1 Introduction

Aspergillus spp., such as Aspergillus flavus, A. parasiticus, A. niger, and A. ochraceus attack peanut kernels (PK) during growth, harvest, transportation, and storage, these species have acquired an interest by their ability to produce mycotoxins; which include aflatoxins (AFs) and ochratoxin A (OTA) with optimal environmental conditions for temperature and humidity [1, 2]. The four main AFs produced naturally are known as aflatoxin B1 (AFB1), aflatoxin B2 (AFB2), aflatoxin G1 (AFG1), and aflatoxin G2 (AFG2). B and G refer to the blue and green fluorescent colors produced under UV light on Thin Layer Chromatography (TLC) plates [3]. AFs and OTA have caused harm to human and animal health as carcinogenic, mutagenic, teratogenic, nephrotoxic, hepatotoxic, and immunosuppressive effects [4,5,6]. So many countries have established regulatory limits on AFs and OTA in peanut and other agricultural commodities. In Egypt the regulatory limits as recommended by European Commission Regulation (EC) No. 1881/2006 [7]. On the other hand, recently have been focused on using natural antifungal and anti-mycotoxins, due to the studies indicating possible adverse effects that may be related to the consumption of synthetic compounds [8, 9]. Therefore, the use of plant extracts is one of the promising areas in this field. One of these plants is carob (Ceratonia siliqua L.), which grows in Mediterranean areas, carob pulp (CP) has received considerable attention because it has a wide range of many active compounds comprehensive polyphenols, flavonoids, alkaloids, tannins and antioxidant activity, so many countries use carob pods in traditional medicine with a lot of diseases [10,11,12,13]. Carob pulp is used in many forms, including as a drink or syrup, and carob flour that is added to the manufacture of certain products, especially sweets [14,15,16]. But did not study AECP for control of producing AFs and OTA. The present study aimed to evaluate the effect of AECP as antimycotoxigenic (AFs and OTA) during storage RPKs infected by two toxigenic strains (A. parasiticus and A. ochraceus) for 90 days. After evaluation in vitro on growth some Aspergillus spp, and its ability to produce their toxins.

2 Materials and methods

2.1 Carob pods and peanut

The mature carob pods and red peanut kernels (RPKs) were purchased from the local market of Giza (Egypt). The pods were de-seeded to get pulp then ground using electric coffee grinder (TCG-220, Electric Power: 180–220 Watt, china) to a fine powder ready for extraction by water.

2.2 Fungal strains

Three toxigenic fungi strains from Aspergillus spp were used in this study A. flavus (ATCC 28542), A. parasiticus (ATCC 26692), A. ochraceus (ATCC 22947) and A.aflatoxiformans, it isolated from grains by El-Sayed, A. and -Abdelaziz, A; Microbiology Dep., Zagazig University, and deposited to NCBI GenBank with accession # MN093924.

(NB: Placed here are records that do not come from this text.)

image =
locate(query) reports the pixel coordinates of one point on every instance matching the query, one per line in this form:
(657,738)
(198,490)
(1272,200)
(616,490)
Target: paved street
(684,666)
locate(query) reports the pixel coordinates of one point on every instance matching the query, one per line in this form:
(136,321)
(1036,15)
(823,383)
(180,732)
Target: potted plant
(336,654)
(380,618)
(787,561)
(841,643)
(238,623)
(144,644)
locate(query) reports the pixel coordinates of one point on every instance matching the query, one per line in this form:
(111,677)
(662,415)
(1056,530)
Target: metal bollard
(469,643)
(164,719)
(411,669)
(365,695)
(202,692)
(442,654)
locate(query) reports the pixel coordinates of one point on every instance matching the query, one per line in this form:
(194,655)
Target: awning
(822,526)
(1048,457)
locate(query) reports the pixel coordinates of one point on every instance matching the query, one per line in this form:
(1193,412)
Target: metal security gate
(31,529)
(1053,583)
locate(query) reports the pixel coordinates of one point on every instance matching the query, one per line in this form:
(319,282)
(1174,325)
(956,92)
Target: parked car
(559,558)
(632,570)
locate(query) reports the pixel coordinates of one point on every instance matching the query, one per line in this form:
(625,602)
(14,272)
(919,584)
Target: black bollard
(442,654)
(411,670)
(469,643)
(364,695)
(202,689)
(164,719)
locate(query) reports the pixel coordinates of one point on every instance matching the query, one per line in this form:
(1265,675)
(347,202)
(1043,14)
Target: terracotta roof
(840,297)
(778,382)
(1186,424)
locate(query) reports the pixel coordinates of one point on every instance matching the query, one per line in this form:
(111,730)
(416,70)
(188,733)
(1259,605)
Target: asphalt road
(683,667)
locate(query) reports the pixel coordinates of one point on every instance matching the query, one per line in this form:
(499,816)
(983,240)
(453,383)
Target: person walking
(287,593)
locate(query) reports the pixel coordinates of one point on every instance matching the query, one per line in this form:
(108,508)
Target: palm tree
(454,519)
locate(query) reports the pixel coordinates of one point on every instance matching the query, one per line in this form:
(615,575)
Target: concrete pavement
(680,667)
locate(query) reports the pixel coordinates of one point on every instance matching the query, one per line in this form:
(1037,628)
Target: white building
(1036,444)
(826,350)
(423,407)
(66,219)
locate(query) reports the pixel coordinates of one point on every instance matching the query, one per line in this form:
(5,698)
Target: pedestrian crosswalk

2.3 Chemicals and solvents

Potato Dextrose Agar (PDA) and yeast extract agar were obtained from Sigma- Aldrich, Lyon, France. The AFs mix standard and solvents were purchased from Sigma Chemical Co. (St. Louis, MO). All solvents were of HPLC grade. The water was double distilled with a Millipore water purification system (Bedford, MA).

3 Methods

3.1 Preparation of AECP

Two and half gram (2.5 g) for carob pulp (CP) were mixed with 25 ml of water. Then sonicated for 30 min at 30 °C in an ultrasound bath (Ultrasonic Bath Sonicator Model (K615HTDP) at frequency 40 kHz. The sample was further centrifuged at 10500 RPM, 20 °C for 15 min. The supernatant was kept at −20 °C until analysis [17].

3.2 Determination of total phenolic content (TPC)

The total phenolic content in aqueous extract for carob pulp (CP) was determined using the Folin–Ciocalteau method as follows: Briefly, 1 ml of extract in a volumetric flask was diluted with distilled water to 46 ml. 1 ml of Folin-Ciocalteu reagent was added and the contents of the flask were blended completely. After 3 min, 3 ml of Na2CO3 (2%) was added, then mixture left for 2 h. The absorbance of the mixture was measured at 760 nm. TPC was calibrated as mg Gallic acid equivalents (GAE) 100 g−1 carob pod by the calibration curve of a Gallic acid equivalent (GAE) standard [18].

3.3 Determination of total flavonoid content (TFC)

The TFC was measured according to the method Yan-Hwa et al. (2000) as follows: 1 ml of extract was diluted with 4.3 ml of 80% aqueous ethanol containing 0.1 ml of 10% Al (NO3)3 and 0.1 ml of 1 M aqueous CH3COOK. After 40 min at room temperature, the absorbance was determined spectrophotometrically at 415 nm. The total flavonoid content was measured by us using a calibration curve of a quercetin equivalent (QE) standard [19].

3.4 Quantification of the total alkaloid content (TAC)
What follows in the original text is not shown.